简体   繁体   中英

tornado: How to create file-like object that writes to a RequestHandler?

In my application, I'm trying to create a handler that streams large files out to the client. These files are created by another module ( tarfile to be exact).

What I want is a file-like object that instead of writing to a socket or an actual file on the disk, proxies to the RequestHandler.write method.

Here's what my current naive implementation looks like:

import tornado.gen
import tornado.ioloop
import tornado.web


class HandlerFileObject(object):
    def __init__(self, handler):
        self.handler = handler

    @tornado.gen.coroutine
    def write(self, data):
        self.handler.write(data)
        yield self.handler.flush()

    def close(self):
        self.handler.finish()


class DownloadHandler(tornado.web.RequestHandler):
    def get(self):
        self.set_status(200)
        self.set_header("Content-Type", "application/octet-stream")
        fp = HandlerFileObject(self)
        with open('/dev/zero', 'rb') as devzero:
            for _ in range(100*1024):
                fp.write(devzero.read(1024))
        fp.close()


if __name__ == '__main__':
    app = tornado.web.Application([
        (r"/", DownloadHandler)
    ])
    app.listen(8888)
    tornado.ioloop.IOLoop.instance().start()

It works, but the problem is that all of the data is loaded into RAM and is not released until I stop the application.

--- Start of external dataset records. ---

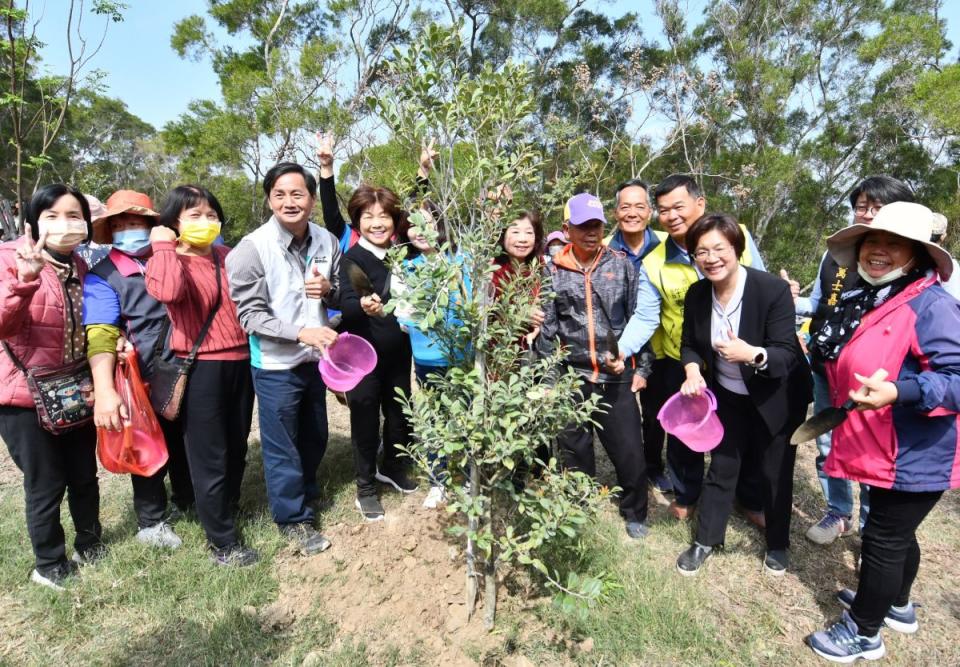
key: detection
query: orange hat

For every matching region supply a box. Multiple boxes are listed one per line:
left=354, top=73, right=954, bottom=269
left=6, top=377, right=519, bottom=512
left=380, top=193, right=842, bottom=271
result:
left=93, top=190, right=160, bottom=243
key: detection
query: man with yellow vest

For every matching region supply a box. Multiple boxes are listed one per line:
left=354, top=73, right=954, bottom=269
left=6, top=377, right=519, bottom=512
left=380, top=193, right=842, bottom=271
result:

What would be a better/more idiomatic/resourceful way of going about this?

get() also needs to be a coroutine and yield when calling fp.write() . By making write a coroutine you've made your object less file-like - most callers will simply ignore its return value, masking exceptions and interfering with flow control. The file-like interface is synchronous so you'll probably need to do these operations in other threads so you can block them as needed.